Nancy S. Jecker is a Professor of bioethics and philosophy at the University of Washington School of Medicine, Department of Bioethics and Humanities. She holds a Visiting Professorship at the University of Johannesburg, African Centre for Epistemology and Philosophy of Science, and past visiting professorships at the National University of Singapore Center for Biomedical Ethics and the Chinese University of Hong Kong Centre for Bioethics. She is a three-time Rockefeller Foundation awardee, two-time National Endowment for the Humanities awardee, Brocher Foundation Visiting Researcher, and Japanese Society for the Promotion of Science International Fellow. Dr. Jecker was elected to the board of directors for the International Association of Bioethics (2019-2021) and the American Society for Bioethics and Humanities (2017-2019).

Summary

We live at a time when the human lifespan has increased like never before. As average lifespans stretch to new lengths, what impact should this have on our values? Should our values change over the course of our ever-increasing lifespans?

Nancy S. Jecker coins the term, the life stage relativity of values, to capture the idea that at different stages of our lives, different ethical concerns shift to the foreground. During early life, infants and small children hold dear the value of being cared for and nurtured by someone they trust--and their vulnerability and dependency make these the right values for them. By early adulthood and continuing into midlife, the capacity for greater physical and emotional independence gives people reason to place more emphasis on autonomy and the ability to freely choose and carry out their plan of life. During old age, heightened risk for chronic disease and disability gives us a reason to shift our focus again, emphasizing safeguarding our central capabilities and keeping our dignity and self-respect intact.
Despite different values becoming central at different stages of life, we often assume the standpoint of someone in midlife, who is in the midst of planning a future adulthood that stretches out before them. Jecker coins the term, midlife bias, to refer to the privileging of midlife. Midlife bias occurs when we assume that autonomy should be our central aim at all life stages and give it priority in a wide range of ethical decisions. The privileging of midlife raises fundamental problems of fairness. It also suggests the possibility of large gaps in the ethical principles and theories at hand.

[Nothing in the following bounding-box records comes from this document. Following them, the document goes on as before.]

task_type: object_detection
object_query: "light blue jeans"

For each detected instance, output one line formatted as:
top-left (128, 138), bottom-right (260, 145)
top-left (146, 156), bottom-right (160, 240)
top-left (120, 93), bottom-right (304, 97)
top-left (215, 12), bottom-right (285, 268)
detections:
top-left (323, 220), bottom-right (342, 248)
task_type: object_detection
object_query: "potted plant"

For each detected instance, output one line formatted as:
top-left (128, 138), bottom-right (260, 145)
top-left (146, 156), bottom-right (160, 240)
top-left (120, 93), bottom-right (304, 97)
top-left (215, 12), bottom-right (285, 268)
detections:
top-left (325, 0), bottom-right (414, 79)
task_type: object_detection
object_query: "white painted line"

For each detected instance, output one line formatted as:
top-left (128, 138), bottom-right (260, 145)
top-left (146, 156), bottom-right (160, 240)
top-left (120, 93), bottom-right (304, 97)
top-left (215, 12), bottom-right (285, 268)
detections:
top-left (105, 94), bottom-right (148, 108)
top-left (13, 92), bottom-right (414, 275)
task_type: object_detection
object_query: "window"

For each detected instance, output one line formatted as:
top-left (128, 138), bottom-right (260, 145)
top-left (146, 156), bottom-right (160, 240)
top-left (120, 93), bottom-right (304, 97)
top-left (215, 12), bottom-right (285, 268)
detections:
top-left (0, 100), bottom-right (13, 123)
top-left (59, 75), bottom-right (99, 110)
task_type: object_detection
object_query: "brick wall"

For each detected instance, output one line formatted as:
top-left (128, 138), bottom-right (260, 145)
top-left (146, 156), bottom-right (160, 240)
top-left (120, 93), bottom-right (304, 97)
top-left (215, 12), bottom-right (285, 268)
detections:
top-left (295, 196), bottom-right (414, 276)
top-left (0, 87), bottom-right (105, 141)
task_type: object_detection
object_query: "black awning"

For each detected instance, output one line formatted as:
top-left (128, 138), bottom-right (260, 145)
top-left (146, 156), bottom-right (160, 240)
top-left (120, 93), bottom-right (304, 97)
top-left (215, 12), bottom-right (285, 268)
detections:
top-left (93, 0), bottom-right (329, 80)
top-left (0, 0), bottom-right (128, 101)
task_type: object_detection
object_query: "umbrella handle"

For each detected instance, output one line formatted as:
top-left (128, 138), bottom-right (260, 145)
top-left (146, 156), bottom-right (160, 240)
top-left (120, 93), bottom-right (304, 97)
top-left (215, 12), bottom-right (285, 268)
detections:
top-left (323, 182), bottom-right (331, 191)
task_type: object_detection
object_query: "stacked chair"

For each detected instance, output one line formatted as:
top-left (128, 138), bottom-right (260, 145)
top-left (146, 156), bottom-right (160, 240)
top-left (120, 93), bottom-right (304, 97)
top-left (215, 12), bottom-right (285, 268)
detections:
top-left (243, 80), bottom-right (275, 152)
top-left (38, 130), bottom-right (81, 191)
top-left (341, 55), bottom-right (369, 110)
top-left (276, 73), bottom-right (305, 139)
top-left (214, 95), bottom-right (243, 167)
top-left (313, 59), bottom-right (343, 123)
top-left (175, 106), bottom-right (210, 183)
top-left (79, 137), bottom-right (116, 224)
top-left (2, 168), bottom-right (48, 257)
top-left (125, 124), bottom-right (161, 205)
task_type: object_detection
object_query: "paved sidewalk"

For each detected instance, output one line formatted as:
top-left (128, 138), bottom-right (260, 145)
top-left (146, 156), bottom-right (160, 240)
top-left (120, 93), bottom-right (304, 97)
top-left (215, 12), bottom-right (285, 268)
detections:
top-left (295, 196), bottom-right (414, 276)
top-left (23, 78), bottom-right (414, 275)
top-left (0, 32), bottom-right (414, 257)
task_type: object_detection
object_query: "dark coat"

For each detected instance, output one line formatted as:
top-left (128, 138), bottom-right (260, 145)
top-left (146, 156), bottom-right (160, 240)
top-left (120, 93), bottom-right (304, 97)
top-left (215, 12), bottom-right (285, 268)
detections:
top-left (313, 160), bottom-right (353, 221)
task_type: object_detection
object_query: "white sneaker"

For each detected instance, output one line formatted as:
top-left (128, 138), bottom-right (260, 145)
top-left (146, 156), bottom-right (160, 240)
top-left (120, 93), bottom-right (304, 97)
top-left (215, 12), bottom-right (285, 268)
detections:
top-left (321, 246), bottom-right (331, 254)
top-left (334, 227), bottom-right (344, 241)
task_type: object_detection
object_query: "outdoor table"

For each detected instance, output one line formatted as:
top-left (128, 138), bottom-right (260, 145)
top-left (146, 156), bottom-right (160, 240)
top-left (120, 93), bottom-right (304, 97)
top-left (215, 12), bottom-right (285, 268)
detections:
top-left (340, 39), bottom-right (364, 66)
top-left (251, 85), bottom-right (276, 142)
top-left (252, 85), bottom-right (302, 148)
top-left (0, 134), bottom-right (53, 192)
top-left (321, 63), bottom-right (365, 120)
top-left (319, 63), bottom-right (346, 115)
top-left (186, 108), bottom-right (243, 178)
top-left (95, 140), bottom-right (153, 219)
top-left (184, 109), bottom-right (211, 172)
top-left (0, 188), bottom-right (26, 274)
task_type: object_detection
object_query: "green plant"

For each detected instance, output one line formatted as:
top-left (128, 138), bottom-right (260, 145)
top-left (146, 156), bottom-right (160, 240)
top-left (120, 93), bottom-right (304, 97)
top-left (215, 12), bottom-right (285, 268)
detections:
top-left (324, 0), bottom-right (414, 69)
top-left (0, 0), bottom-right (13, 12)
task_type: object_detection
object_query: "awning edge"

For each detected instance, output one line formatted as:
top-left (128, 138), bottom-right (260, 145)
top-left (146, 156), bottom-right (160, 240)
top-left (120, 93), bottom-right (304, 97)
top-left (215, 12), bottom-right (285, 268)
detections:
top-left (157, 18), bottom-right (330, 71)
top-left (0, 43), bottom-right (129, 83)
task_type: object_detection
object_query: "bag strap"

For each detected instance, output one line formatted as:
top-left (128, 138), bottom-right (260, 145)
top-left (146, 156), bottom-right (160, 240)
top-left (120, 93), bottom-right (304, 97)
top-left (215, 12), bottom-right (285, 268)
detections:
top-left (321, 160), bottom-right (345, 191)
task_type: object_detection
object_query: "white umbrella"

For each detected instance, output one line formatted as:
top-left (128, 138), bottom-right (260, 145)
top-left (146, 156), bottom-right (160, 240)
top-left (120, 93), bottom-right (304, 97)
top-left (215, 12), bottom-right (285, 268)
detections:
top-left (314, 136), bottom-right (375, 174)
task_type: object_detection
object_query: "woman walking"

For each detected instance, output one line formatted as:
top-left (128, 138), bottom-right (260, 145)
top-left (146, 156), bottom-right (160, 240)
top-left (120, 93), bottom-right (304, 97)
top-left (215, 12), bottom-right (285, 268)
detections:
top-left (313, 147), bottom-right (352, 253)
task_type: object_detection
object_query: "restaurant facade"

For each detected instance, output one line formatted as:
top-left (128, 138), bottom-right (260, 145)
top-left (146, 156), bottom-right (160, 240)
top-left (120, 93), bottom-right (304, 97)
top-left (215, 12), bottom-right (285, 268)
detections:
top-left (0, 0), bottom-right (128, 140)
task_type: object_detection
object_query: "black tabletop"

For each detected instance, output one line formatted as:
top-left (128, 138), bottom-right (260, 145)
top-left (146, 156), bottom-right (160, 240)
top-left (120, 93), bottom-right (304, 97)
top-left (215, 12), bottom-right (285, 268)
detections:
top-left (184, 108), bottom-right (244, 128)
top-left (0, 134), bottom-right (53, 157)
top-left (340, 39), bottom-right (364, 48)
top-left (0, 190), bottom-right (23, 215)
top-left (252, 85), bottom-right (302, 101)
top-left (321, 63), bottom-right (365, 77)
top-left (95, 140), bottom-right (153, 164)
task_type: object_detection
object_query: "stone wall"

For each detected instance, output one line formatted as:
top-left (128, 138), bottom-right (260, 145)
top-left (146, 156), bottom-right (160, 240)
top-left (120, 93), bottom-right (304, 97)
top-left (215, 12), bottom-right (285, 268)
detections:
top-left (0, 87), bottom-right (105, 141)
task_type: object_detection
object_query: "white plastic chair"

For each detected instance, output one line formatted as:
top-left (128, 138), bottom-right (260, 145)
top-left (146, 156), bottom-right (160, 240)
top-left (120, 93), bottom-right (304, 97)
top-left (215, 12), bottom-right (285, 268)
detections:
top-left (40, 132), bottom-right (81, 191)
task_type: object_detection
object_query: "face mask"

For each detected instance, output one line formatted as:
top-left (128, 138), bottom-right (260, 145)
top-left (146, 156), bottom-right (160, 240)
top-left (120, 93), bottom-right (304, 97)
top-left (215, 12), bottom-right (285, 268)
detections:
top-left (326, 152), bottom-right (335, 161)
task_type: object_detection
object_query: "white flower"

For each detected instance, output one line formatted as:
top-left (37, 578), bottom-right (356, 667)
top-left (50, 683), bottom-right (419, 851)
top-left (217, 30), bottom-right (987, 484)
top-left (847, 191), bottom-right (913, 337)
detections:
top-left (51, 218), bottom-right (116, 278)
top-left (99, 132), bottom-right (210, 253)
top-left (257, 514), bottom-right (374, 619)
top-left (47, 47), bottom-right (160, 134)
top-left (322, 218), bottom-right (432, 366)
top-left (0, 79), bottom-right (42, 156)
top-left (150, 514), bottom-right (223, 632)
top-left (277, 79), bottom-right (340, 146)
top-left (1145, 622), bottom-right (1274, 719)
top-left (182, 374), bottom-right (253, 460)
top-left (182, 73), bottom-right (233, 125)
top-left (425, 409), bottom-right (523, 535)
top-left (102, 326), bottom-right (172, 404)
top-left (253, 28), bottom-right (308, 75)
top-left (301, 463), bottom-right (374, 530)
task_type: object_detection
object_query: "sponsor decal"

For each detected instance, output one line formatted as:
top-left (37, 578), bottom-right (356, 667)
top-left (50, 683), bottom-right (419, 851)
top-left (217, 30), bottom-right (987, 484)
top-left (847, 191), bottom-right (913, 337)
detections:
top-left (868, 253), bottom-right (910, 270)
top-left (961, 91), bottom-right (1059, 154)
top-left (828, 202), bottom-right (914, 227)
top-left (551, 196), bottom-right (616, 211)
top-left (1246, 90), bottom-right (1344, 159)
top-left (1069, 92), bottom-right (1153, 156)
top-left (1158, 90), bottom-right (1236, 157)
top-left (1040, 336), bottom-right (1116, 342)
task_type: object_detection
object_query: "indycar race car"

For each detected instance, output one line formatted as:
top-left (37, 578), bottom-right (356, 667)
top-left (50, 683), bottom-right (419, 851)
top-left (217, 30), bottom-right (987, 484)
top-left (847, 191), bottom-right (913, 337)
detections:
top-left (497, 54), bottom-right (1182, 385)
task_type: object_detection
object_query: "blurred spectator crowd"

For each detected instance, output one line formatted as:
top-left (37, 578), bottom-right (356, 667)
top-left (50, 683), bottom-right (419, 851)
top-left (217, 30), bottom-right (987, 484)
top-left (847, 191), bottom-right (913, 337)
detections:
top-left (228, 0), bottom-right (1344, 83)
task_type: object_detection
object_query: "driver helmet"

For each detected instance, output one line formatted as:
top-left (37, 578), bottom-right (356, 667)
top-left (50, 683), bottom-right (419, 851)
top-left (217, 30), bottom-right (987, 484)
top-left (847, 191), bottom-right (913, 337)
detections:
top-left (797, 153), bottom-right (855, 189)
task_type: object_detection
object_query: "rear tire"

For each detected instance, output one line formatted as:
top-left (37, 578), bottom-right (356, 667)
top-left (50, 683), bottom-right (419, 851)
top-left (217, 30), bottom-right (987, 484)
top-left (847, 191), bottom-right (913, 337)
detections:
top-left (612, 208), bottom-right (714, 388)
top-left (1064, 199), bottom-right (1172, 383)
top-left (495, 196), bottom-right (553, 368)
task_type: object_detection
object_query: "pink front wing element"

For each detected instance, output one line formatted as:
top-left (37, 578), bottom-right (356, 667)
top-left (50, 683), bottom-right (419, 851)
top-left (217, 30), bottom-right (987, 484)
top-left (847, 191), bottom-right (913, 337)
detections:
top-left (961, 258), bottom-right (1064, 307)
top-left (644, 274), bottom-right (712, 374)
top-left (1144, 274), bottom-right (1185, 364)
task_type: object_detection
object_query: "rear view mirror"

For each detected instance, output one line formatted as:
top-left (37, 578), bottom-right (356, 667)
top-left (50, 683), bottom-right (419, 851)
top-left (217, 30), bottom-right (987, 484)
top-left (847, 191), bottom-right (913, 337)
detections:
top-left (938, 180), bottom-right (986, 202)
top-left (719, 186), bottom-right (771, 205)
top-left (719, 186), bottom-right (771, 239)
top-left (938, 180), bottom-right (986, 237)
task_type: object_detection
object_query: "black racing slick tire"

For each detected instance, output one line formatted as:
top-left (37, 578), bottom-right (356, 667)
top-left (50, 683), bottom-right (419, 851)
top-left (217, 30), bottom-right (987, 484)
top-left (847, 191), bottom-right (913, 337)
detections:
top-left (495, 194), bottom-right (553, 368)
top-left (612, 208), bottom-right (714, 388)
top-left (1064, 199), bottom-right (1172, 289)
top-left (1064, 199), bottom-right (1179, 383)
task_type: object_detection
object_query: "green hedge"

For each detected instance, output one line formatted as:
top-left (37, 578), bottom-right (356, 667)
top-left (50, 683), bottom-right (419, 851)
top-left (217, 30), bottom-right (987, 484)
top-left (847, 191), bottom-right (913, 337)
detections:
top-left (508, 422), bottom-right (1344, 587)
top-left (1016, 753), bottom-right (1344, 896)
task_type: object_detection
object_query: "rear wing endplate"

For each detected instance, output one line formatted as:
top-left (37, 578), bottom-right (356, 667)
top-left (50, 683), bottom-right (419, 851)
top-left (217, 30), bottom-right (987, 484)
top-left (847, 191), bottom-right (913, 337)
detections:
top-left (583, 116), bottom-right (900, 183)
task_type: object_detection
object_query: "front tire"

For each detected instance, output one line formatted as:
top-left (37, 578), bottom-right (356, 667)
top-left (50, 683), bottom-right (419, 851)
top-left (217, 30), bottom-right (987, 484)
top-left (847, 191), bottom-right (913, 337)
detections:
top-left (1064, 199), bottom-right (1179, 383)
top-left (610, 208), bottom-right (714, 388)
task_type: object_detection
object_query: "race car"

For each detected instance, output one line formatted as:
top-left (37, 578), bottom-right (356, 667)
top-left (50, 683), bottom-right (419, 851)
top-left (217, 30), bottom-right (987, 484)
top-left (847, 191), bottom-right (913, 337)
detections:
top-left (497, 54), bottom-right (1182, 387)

Ending Midlife Bias: New Values for Old Age addresses these concerns in a step-wise fashion, focusing on later life. Jecker first introduces a philosophical framework that extends moral theorizing to older adults, addressing midlife bias, the life stage relativity of values, human capabilities and dignity, time's passage, the narrative self, and justice between old and young. She then turns to policy and practice and explores ethical issues in bioethics, long term care, personal robotic assistants, care of the dying and newly dead, ageism in medical research, the allocation of healthcare, mandatory retirement, and the future of population aging.

Additional text

Ending Midlife Bias is ambitious. It seeks to reshape basic assumptions in how we approach bioethics. I think it is a valuable read at two levels. On an individual level, it's food for thought. Readers are left to contemplate their biases and re-assess how they think about life itself including their own roles in an ongoing story. At a scholarly level, it confronts institutions and ethics councils with deeply ingrained biases that, if her critique is correct, corrupt even the most basic principles of bioethics...But Jecker may convince them that the fact that our values change over time has massive ethical significance. And that power makes Ending Midlife Bias a read worthy of our attention.